Commodity businesses are generally low-returning businesses and their product is no different from other’s. They compete only on the basis of price, that reduces their profit margins. The only way to make a commodity business profitable is to be the low cost provider. Commodity businesses are unable to achieve meaningful product differentiation even upon having huge advertising budgets.

Wild swings in earnings are characteristics of a commodity business. To spot a commodity-based company, Buffett looks for these characteristics:

  • The firm has low profit margins (net income divided by sales);
  • The firm has low Return on Equity (earnings per share divided by book value per share);
  • Absence of any brand-name loyalty for its products;
  • The presence of multiple producers;
  • The existence of substantial excess capacity;
  • Profits tend to be erratic; and
  • The firm’s profitability depends upon management’s ability to optimize the use of tangible assets.
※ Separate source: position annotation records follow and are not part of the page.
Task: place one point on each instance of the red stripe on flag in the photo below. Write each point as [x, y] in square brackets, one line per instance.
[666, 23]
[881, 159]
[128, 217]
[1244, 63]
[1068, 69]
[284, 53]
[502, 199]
Example 1: The paper business is challenged; high capital intensity, low margins and cyclical. It is a brutal business; No one cares who made the box their Dell computer came shipped in. In general, commodity businesses, even you’re the low cost producer, are difficult. Source: 2005 Tuck School of Business Trip

The average company does battle daily without any means of protection. As Peter Lynch says that stocks of companies selling commodity-like products should come with a warning label: “Competition may prove hazardous to human wealth.”

Example 2 : Warren Buffett on His Own Textile Business 

The textile business, which is a terrible commodity business; one day, the people came to Warren and said, “They’ve invented a new loom that we think will do twice as much work as our old ones.” And Warren said, “Gee, I hope this doesn’t work – because if it does, I’m going to close the mill.”  And he meant it. Advances in commodity businesses go to buyers alone.  So you keep buying things that will pay for themselves in three years. And after 20 years of doing it, somehow you’ve earned a return of only about 4% per annum. That’s the textile business.

And it isn’t that the machines weren’t better. It’s just that the savings didn’t go to you. The cost reductions came through all right. But the benefit of the cost reductions didn’t go to the guy who bought the equipment. It’s such a simple idea. It’s so basic. And yet it’s so often forgotten.